Not that the Puritans were a barrel of laughs—especially those who came to New England in the early 1600s. (You couldn’t be a comedian and still lead a religiously triggered invasion of somebody’s homeland.) But they were a lot more complicated than popular history leads us to believe.
For a start, they didn’t call themselves Puritans—other people did, mostly decades or centuries past their seventeenth century heyday. They often called themselves “the godly”—as distinct from their arch-enemies, the Catholics and, for some, the Church of England.
Also, they weren’t a homogeneous group. Some of them still belonged to the C of E but wanted to purify it. Others thought anyone who stuck with the C of E was the spawn of Satan. (Or, possibly, of satin.)
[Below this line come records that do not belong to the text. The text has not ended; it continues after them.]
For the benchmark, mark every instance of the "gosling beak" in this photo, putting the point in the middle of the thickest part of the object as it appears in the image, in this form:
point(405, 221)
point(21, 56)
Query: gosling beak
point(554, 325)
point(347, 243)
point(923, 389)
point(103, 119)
Also, they didn’t mind sex, as long as it was sanctified by marriage vows.
Sarah Vowell has made a career out of reinterpreting history through the eyes of a non-historian. A former, long-time contributing editor for the public radio show “This American Life,” she has written six books that dance from history to social commentary to travelogue. This was her fifth, and the only one I’ve read. I’ll probably let some time pass before I read another, but I’m very glad I found this one.
Vowell’s tale this time is of the Puritan colonization of New England between 1630, when the Massachusetts Bay colonists arrived, and 1692, when Salem got crazy about witches. Her chief characters are John Winthrop, the colony’s first governor, and the colony’s first major outcasts, Roger Williams and Anne Hutchinson.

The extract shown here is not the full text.